Oh father I think inside
my skull, I’ll probably like you more
when you’ll die
and I’ll romanticise you
from our shared bitter memories.
What’s the point?
Arguments. Family arguments.
Nobody ever understood me
and I never blamed them for it
for I never understood my nature either.
I sit down on an 80’s soviet made couch
and I put pen on paper
and I write
“Rock Bottom
(Or the book of
the great self loathing).
In the morning my father goes to
an easy job somebody
found for him.
They owe him three months
of pay
or so he says.
It is believable.
Around these parts
you work and hope
for a payment .
Often times you never get it
and there’s no one to turn to
but a pistol
and an all-in attitude.
Me?
I write a book in second person
and I see through the window
of this living room
a sun that feels like an enemy
and down the street
I hear laughter
even though the whole
neighbourhood is broke and distressed
some people laugh
some people
will laugh while their house burns down
Some people
never envisioned
a big picture
so that when that picture shatters
it makes no difference to them
I once had ambitions
that decreased to aspirations
that decreased to hobbies
that became nothing at all
but a memory
I remember at times
with a bittersweet fondness
and a recollection in retrospect
that they were naive
You have to look down
on the failed dreams of your past
otherwise they haunt you
I think:
Of course you would never be a writer.
You never had anything to say
anyway.
Some dreams
will work as weights
holding certain people down
crippling their chances with their future.
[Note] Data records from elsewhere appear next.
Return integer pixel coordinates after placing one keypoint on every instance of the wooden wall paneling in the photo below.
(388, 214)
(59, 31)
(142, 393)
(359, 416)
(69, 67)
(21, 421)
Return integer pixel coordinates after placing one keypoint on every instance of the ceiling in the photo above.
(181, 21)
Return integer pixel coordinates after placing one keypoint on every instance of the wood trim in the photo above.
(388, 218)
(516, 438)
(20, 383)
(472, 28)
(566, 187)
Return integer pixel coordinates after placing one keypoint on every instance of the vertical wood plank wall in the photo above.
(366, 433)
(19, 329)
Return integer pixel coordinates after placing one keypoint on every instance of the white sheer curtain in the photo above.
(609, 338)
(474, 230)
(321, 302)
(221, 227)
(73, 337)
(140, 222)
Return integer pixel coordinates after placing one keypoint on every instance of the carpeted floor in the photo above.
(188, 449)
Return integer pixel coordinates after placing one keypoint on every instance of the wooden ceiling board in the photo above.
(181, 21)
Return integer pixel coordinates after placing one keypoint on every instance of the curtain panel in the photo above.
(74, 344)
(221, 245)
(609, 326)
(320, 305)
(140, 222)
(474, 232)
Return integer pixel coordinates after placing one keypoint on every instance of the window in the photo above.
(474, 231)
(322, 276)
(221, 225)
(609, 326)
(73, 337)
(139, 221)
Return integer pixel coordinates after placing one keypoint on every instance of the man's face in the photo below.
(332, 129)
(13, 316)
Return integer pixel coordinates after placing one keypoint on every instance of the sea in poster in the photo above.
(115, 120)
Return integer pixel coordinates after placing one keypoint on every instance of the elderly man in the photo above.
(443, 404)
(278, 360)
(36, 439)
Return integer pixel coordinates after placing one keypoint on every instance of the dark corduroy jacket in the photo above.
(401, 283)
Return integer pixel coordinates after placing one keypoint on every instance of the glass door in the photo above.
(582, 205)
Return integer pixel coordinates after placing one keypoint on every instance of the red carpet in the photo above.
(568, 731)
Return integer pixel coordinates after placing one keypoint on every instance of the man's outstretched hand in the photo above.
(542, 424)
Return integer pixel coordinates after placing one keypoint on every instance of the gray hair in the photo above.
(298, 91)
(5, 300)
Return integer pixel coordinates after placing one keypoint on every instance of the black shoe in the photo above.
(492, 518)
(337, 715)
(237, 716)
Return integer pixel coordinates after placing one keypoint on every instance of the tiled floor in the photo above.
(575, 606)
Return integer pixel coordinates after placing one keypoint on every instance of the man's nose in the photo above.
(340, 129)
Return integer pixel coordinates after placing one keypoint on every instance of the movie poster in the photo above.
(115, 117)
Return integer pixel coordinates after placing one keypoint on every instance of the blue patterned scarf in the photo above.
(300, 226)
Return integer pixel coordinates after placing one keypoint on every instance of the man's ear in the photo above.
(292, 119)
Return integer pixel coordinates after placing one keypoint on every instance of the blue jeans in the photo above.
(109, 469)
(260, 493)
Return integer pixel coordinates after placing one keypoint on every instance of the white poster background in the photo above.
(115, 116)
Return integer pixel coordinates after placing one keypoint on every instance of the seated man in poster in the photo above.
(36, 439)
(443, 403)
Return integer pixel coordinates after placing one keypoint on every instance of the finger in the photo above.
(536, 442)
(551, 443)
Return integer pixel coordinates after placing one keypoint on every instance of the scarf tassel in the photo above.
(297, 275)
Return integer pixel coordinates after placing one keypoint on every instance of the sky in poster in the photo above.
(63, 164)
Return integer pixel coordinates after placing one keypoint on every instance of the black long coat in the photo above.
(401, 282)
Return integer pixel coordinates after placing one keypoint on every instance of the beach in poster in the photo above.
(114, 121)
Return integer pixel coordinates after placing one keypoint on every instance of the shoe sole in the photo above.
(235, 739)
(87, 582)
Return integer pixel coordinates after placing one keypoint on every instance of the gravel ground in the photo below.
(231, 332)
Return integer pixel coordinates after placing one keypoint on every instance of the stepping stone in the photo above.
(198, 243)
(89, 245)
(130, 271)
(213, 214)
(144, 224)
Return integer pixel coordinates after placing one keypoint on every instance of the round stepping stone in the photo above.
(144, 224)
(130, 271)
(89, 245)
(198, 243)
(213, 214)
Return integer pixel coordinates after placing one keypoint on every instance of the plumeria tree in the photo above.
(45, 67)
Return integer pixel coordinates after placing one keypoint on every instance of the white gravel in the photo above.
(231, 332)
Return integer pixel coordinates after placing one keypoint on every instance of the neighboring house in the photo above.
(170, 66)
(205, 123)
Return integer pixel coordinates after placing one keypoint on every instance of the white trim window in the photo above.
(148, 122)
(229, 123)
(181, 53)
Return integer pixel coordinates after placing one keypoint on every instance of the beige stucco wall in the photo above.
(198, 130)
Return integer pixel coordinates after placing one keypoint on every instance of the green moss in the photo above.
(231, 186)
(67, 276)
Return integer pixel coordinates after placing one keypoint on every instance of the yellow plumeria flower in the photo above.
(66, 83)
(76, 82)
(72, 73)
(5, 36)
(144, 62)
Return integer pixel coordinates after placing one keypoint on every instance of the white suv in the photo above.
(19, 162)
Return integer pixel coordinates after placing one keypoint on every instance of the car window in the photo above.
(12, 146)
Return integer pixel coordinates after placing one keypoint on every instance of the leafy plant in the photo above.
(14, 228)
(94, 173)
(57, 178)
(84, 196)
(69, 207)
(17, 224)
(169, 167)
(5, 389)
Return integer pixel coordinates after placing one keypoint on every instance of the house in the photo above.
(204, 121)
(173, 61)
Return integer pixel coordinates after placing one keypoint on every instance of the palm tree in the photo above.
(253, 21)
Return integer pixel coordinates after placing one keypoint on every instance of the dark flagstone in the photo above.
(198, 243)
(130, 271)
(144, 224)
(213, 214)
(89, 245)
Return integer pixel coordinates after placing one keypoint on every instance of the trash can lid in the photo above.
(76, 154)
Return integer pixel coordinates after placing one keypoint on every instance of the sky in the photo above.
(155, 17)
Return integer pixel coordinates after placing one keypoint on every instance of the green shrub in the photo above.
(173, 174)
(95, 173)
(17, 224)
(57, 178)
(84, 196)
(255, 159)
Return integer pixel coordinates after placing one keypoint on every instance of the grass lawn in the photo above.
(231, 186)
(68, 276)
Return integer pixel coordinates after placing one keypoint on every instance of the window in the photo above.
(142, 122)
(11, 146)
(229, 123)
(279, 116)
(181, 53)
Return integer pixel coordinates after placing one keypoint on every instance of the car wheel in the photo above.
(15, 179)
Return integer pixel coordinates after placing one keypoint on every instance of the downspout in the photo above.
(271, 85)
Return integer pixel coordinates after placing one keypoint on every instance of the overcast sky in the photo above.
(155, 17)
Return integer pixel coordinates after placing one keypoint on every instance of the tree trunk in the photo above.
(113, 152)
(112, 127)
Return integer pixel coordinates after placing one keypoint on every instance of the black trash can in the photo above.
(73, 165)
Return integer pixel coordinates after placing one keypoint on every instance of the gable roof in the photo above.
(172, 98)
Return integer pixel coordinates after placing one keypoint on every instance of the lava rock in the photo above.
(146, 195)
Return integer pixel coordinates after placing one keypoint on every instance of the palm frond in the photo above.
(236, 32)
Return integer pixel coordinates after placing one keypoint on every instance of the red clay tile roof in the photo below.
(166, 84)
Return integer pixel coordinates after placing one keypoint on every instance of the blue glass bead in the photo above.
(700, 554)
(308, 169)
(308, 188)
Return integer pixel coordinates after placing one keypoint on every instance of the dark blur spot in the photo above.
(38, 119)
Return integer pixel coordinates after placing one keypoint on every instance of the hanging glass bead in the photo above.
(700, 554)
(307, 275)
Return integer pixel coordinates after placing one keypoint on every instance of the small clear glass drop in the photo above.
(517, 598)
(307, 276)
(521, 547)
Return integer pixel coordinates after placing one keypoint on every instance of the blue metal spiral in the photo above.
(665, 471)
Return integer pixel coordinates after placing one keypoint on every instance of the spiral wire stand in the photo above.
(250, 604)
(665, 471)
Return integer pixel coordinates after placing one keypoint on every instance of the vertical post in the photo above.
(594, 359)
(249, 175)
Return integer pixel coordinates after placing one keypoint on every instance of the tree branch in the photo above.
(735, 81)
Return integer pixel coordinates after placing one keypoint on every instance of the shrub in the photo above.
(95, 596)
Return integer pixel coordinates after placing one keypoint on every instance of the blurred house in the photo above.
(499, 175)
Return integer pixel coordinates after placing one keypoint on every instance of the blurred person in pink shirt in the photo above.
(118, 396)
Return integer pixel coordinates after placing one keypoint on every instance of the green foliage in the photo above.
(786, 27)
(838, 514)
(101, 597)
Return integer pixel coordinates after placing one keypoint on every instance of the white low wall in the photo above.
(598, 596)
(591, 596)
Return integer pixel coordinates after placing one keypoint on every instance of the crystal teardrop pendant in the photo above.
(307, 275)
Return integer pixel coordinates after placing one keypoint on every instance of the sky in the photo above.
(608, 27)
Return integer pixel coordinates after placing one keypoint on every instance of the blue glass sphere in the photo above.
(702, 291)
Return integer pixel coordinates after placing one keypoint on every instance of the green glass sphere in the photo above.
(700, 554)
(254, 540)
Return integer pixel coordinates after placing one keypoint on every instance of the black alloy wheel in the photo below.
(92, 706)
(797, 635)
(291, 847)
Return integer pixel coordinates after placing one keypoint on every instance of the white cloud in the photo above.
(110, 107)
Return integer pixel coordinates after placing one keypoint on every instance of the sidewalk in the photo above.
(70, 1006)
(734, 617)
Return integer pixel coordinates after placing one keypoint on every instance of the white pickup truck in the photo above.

You can’t just be good enough
anymore
because that is not good enough
You have to be spectacular
but even still
even if you’re the most amazing firework
there is
nobody will know
until someone launches
you into the sky
It’s hard to know
when to gamble
and when not to.
Hope is such a dangerous thing.
I look on my piece of paper
that has a few lines on it
drinking wine but with no
self pity anymore
for it was consumed
a long time ago
starting with:
“I remember when I first hated you as a person,
It is when you were fourteen. Since then that hatred grew and grew and after a while there was never a feeling of disappointment for your actions— disappointment is something you feel when you care about someone. I stoped caring about you two decades ago.
But my hatred for you
grows stronger every day.”
I cook good meals
and look outside the window
in the afternoon
knowing my fathers voice
will sound between the walls
any minute
and stare at the asphalt five stories down
and reminiscence
I used to have panic attacks.
Used to go to the ER
and seek help
overwhelmed by a terrible feeling
of perishing
because I was afraid
of dying
and in those early mornings
when I would get released
by those hospitals
still hazy from the sedatives
I’d see the grey sky
as night was turning to day
and think
maybe this time you can do it different
I don’t have panic attacks any more.